Berbagai isu yang saat itu dipikirkan untuk digarap adalah persatuan perempuan Nusantara, pelibatan perempuan dalam perjuangan melawan kemerdekaan, pelibatan perempuan dalam berbagai aspek pembangunan bangsa, perdagangan anak-anak dan kaum perempuan, perbaikan gizi dan kesehatan bagi ibu dan balita, pernikahan usia dini bagi perempuan, dan sebagainya. Tanpa diwarnai gembar-gembor kesetaraan gender, para pejuang perempuan itu melakukan pemikiran kritis dan aneka upaya yang amat penting bagi kemajuan bangsa.

Bila benar peringatan Hari Ibu di Tanah Air berkiblat pada nilai-nilai kemaslahatan bagi kaum perempuan serupa itu, maka tidak ada salahnya bangsa yang mayoritas muslim ini menyambut baik peringatan Hari Ibu yang jatuh pada 22 Desember. Bukannya menampik perayaan Hari Ibu selama ini, tapi pernahkan tebersit dalam benak kita bagaimana cara membangun watak sayang ibu.

Berbagai penelitian menunjukkan peranan ibu sangat besar pengaruhnya terhadap kelangsungan hidup bayi dan anaknya.
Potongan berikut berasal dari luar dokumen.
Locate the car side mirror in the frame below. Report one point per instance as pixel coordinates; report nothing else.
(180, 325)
Pertama karena hubungan biologis antara ibu dan bayi selama masa hamil dan menyusui. Kesehatan dan status gizi ibu serta pola reproduktifnya secara langsung memengaruhi kesehatan dan kelangsungan hidup anak. Kedua, karena tanggung jawab pribadinya untuk merawat dirinya sendiri selama masa hamil dan mengasuh anaknya melalui tahap yang paling rawan dalam hidupnya.
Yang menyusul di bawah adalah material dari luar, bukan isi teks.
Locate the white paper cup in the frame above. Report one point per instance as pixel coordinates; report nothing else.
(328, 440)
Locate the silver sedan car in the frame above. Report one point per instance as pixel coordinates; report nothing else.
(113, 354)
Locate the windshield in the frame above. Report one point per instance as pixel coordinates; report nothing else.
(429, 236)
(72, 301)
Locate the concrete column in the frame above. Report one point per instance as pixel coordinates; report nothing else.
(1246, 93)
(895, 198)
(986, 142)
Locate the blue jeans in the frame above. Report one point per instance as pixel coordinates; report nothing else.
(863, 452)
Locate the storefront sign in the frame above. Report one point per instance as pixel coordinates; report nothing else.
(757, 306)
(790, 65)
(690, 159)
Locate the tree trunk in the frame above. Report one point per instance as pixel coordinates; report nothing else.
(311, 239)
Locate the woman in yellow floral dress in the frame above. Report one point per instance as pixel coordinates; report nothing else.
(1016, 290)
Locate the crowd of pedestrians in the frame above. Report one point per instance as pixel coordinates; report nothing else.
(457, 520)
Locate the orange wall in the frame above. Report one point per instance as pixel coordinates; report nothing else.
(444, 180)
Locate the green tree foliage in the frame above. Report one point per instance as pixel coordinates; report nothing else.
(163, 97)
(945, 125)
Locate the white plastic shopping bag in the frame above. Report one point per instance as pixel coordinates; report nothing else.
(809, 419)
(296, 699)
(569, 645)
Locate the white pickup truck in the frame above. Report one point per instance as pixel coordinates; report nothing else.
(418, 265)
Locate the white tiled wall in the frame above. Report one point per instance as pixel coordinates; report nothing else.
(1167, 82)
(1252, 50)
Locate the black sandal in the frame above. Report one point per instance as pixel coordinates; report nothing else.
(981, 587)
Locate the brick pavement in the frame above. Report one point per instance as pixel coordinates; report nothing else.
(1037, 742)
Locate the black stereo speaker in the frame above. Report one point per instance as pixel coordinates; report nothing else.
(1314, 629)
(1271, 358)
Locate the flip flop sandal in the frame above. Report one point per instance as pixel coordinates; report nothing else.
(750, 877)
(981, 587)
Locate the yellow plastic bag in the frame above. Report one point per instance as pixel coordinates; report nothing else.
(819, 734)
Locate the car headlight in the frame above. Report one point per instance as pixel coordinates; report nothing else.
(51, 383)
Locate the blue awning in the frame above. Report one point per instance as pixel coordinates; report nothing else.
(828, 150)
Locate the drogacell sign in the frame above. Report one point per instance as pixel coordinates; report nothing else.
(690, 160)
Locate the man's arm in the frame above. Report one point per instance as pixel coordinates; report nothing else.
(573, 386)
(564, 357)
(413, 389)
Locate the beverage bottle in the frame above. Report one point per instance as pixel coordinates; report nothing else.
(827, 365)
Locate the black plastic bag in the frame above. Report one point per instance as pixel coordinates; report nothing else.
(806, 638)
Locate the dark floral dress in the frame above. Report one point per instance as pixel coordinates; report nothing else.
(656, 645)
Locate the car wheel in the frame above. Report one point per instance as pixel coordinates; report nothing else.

Dari beberbagai penelitian jelas menunjukkan bagaimana peranan seorang ibu dapat menjadikan anak dan keluarga menjadi sejahtera. Kalau ita perhatikansikap dari ibu terhdap anak merupakan sikap budi luhur, oleh sesas itu sanggup mengurangi keperluan diri pribadi guna mencukupi kebutuhan anak.

Jadi, peringatan Hari Ibu sebaiknya tidak dijadikan simbolisme semata. Semangat memuliakan ibu perlu berlandaskan pada keimanan kepada Tuhan Yang Maha Esa. Sehingga, segala bentuk peringatan akan membekas di hati para anak dan dirasakan para ibu. Dan, yang jauh lebih utama, peringatan Hari Ibu harus menjadi sarana evaluasi untuk menambah kualitas kita dalam membahagiakan ibu dalam keseharianya.